2.Per le attivita' dirette alla manipolazione, conservazione, trasformazione, valorizzazione e commercializzazione di prodotti diversi da quelli indicati nell' articolo 32, comma 2, lettera c), ottenuti prevalentemente dalla coltivazione del fondo o del bosco o dall'allevamento di animali, il reddito e' determinato applicando all'ammontare dei corrispettivi delle operazioni registrate o soggette a registrazione agli effetti dell'imposta sul valore aggiunto, conseguiti con tali attivita', il coefficiente di redditivita' del 15 per cento.

3.Per le attivita' dirette alla fornitura di servizi di cui al terzo comma dell'articolo 2135 del codice civile, il reddito e' determinato applicando all'ammontare dei corrispettivi delle operazioni registrate o soggette a registrazione agli effetti dell'imposta sul valore aggiunto, conseguiti con tali attivita', il coefficiente di redditivita' del 25 per cento.

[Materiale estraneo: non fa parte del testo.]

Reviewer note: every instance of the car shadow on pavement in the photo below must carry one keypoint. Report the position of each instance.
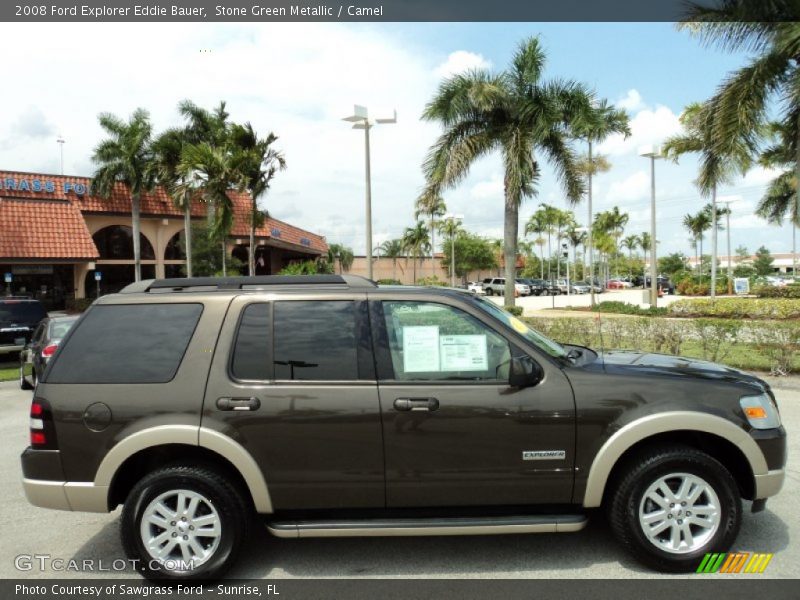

3-bis.Per le attivita' dirette alla commercializzazione di piante vive e prodotti della floricoltura acquistate da imprenditori agricoli florovivaistici di cui all'articolo 2135 del codice civile, nei limiti del 10 per cento del volume di affari, da altri imprenditori agricoli florovivaistici, il reddito e' determinato applicando all'ammontare dei corrispettivi delle operazioni registrate o soggette a registrazione agli effetti dell'imposta sul valore aggiunto il coefficiente di redditivita' del 5 per cento.

((3-ter. Il reddito derivante dalla produzione e cessioni di beni di cui all'articolo 32, comma 2, lettera b-ter), oltre il limite ivi indicato, e' determinato applicando all'ammontare dei corrispettivi delle operazioni registrate o soggette a registrazione agli effetti dell'imposta sul valore aggiunto il coefficiente di redditivita' del 25 per cento.))

((235))

((4. Le disposizioni del presente articolo si applicano anche ai soggetti che hanno esercitato l'opzione di cui all'articolo 1, comma 1093, della legge 27 dicembre 2006, n. 296.))

((235))

5.Il contribuente ha facolta' di non avvalersi delle disposizioni di cui al presente articolo. In tal caso l'opzione o la revoca per la determinazione del reddito nel modo normale si esercitano con le modalita' stabilite dal regolamento recante norme per il riordino della disciplina delle opzioni in materia di imposta sul valore aggiunto e di imposte dirette, di cui al decreto del Presidente della Repubblica 10 novembre 1997, n. 442, e successive modificazioni.

Art. 57

((Ricavi 1. Si comprende tra i ricavi di cui all'articolo 85 anche il valore normale dei beni ivi indicati destinati al consumo personale o familiare dell'imprenditore.))

((115))

Art. 58

Plusvalenze

1.Per le plusvalenze derivanti da cessione delle aziende, le disposizioni del comma 4 dell'articolo 86 non si applicano quando e' richiesta la tassazione separata a norma del comma 2 dell'articolo 17. Il trasferimento di azienda per causa di morte o per atto gratuito non costituisce realizzo di plusvalenze dell'azienda stessa; l'azienda e' assunta ai medesimi valori fiscalmente riconosciuti nei confronti del dante causa. I criteri di cui al periodo precedente si applicano anche qualora, a seguito dello scioglimento, entro cinque anni dall'apertura della successione, della societa' esistente tra gli eredi, la predetta azienda resti acquisita da uno solo di essi.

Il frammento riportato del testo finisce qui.